IC: I love it for one. It has been awesome to see the revitalization of “hey we make cool stuff here.” America is the birthplace of a lot of design ideas, but we also used to make stuff. We are stoked to see boutiques and other places that have the ability to make or show off those products. And something that is made, not assembled on an assembly line, in America was something that was lost and is coming back now.
We’ve seen competitors to what we do, but we don’t mind. It is awesome to reinforce the values of locally-made and locally-produced instead of overseas; it has the same feel as organic local foods. Consumers are much smarter now too. It is no longer just about “I want this” but also “where and how was it made?” and “how does that affect me and my community?”
Q: How is it transitioning from a group of friends to a company? What has that experience been like? How do you keep those relationships?
IC: It is awesome that you see it that way. I personally struggle with that because we went from three friends in a 10x10 workshop to thirty employees in a 12,000 square foot warehouse, and it gets harder to keep that family. But we did a few things a few years back. We made sure to evaluate our values and look at our team, most of whom have been with us for 5 years or more. We have 4 real values: authenticity, generosity, craftsmanship, and purpose. We want everyone to share that same value system and show those values in their work.
We have craftspeople who do the day to day work. We have teams who market. We stay in line for our families and purpose.
We want to grow, sure. But we are more interested in sustainable growth, not growing for the sake for growth. It is more about legacy. I am not in this for the short term and not interested in growing to sell. I want it to be something I turn over to the employees or my children. There was a time when the older brands had legacies. Sometimes they still do, but they all started from a place of longevity. And perhaps that’s bold.
Q: What is next for Rustico?
IC: We want to branch out a little bit in terms of creativity, materials, our format, and our base medium. We love leather, no doubt, but there are other quality products: wood, stone, wool, and canvas. They all resonate the same way leather does because they are high quality and naturally long-lasting. We are transitioning from Rustico Leather to just Rustico to increase the product line and expanding both out of men’s accessories and deeper into it. In 3 to 5 years we would like to establish our own retail space, expand our reach and our brand recognition nationally and internationally. To do that, we will have to expand our brand offering. It will be exciting that we will be doing stuff we haven’t done before. We have a lot more creativity to help inspire all our customers and see how we do.
Q: Isaac Childs, what is your quinstance?

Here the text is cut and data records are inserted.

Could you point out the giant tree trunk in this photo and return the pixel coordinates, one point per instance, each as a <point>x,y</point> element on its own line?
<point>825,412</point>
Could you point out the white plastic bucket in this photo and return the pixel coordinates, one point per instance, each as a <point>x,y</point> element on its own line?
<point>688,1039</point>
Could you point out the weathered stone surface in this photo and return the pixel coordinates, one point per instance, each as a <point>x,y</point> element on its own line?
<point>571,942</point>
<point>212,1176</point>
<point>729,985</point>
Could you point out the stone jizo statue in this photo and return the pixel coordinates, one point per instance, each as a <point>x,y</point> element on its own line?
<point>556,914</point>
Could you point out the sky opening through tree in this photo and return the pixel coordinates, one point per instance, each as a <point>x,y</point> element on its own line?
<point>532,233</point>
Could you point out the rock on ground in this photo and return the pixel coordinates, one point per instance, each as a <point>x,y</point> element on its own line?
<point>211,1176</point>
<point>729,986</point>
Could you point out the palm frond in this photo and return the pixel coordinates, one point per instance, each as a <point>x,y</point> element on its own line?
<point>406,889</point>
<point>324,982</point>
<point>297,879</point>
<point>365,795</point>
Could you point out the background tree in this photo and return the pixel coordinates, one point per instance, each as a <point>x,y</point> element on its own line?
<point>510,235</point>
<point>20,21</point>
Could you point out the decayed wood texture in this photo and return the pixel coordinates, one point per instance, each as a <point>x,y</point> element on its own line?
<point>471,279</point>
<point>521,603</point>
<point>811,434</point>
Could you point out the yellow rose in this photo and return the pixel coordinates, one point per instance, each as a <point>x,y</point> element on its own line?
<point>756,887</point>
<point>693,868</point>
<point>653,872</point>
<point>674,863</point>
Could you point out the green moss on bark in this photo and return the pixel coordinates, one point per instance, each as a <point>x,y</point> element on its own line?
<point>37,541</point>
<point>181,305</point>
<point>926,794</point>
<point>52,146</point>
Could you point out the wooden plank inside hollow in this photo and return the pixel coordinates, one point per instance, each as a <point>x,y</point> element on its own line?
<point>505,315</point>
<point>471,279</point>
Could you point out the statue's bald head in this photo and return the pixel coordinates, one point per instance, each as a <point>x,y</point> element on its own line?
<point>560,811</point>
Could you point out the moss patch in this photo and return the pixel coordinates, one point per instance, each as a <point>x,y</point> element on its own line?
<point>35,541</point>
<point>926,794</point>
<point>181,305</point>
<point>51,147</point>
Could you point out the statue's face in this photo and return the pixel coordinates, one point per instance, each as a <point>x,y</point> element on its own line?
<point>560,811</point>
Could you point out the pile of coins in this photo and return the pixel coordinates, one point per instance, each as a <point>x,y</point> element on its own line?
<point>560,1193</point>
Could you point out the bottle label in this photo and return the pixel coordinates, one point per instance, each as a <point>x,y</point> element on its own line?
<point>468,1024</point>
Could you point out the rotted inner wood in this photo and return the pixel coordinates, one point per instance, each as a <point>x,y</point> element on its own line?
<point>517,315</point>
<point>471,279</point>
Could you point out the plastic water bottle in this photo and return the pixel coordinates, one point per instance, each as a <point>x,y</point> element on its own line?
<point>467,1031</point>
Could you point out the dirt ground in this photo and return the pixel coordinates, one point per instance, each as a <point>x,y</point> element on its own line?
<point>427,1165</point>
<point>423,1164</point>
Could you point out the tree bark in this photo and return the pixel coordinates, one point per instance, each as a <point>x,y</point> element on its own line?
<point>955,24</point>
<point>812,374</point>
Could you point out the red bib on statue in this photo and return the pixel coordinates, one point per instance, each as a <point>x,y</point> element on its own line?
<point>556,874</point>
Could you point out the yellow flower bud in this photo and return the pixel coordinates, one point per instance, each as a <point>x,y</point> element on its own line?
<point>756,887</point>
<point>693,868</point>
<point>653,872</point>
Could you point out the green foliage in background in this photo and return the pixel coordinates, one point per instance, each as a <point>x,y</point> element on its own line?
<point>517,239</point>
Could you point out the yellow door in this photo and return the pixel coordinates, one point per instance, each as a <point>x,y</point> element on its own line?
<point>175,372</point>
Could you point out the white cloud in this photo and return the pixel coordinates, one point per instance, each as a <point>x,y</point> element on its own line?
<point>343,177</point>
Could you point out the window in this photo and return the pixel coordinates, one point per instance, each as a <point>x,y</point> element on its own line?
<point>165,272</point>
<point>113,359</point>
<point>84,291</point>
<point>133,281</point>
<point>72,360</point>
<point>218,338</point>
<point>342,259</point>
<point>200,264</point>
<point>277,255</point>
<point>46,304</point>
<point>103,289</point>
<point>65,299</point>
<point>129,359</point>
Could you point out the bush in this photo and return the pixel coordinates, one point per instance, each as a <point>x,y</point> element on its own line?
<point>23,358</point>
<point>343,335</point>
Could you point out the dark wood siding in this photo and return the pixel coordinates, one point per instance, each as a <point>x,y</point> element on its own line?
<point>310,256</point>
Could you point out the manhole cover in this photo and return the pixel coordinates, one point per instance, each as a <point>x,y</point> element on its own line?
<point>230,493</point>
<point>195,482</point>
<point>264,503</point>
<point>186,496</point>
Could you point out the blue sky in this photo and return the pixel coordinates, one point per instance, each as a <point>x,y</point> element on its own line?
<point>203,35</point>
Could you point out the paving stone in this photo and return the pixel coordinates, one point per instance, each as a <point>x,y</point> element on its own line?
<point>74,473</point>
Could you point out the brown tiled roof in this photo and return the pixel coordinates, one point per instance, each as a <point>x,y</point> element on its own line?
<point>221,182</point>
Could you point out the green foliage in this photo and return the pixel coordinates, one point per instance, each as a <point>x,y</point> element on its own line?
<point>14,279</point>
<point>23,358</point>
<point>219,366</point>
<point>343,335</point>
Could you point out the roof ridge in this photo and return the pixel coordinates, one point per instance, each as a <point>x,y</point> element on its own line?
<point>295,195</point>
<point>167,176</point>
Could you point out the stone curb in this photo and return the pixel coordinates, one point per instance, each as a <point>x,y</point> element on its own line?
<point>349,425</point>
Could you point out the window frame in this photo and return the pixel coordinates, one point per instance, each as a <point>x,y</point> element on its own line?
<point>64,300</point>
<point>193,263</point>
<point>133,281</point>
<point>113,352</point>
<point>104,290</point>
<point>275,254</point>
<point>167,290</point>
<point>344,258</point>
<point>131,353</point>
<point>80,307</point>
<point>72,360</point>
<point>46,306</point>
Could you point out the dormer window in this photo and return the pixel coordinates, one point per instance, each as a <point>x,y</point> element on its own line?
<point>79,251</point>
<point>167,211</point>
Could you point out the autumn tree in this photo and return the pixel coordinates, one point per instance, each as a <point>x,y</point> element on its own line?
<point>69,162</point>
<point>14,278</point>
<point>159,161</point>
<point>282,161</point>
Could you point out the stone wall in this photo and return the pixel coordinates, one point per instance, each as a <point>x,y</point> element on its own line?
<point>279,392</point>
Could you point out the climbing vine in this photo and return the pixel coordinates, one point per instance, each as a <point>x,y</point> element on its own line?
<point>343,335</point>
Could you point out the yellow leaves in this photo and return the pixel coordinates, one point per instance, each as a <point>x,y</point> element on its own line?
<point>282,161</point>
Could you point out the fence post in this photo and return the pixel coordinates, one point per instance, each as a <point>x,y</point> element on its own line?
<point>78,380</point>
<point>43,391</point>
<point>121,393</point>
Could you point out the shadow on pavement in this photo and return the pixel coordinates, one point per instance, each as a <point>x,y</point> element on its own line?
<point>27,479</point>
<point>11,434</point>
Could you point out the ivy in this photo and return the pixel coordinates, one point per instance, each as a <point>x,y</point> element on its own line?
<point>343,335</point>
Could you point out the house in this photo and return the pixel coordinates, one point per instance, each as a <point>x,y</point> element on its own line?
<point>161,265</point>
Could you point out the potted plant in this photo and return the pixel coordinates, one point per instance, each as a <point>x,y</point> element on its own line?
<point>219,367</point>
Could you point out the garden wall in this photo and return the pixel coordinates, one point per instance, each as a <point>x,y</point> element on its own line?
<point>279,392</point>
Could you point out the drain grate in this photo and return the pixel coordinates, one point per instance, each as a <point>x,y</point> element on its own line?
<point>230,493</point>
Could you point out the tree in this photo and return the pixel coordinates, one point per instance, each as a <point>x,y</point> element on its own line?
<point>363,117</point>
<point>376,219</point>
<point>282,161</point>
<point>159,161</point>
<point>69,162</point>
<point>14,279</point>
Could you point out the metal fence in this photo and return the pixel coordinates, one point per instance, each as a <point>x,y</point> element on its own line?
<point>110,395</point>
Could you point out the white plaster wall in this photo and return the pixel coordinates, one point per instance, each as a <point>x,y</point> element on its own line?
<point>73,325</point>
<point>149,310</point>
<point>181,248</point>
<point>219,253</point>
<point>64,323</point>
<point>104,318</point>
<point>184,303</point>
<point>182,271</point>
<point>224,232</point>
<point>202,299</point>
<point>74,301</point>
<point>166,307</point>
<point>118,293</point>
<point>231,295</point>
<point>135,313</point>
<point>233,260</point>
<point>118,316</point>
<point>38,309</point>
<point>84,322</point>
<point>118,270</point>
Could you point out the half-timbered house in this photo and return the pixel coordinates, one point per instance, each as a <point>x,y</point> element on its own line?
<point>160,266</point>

IC: Hmm…well you know, that’s kind of easy. For me, I have a good book-leather journal with me all the time. It comes with me everywhere, and it was our number 2 product. I record events, quotes, advice, thoughts—anything and everything of value. I am picking up and learning on the way all the time. It is in a briefcase or in a backpack or in my hand; in some way it is always with me.
I like that word, by the way. Quinstance.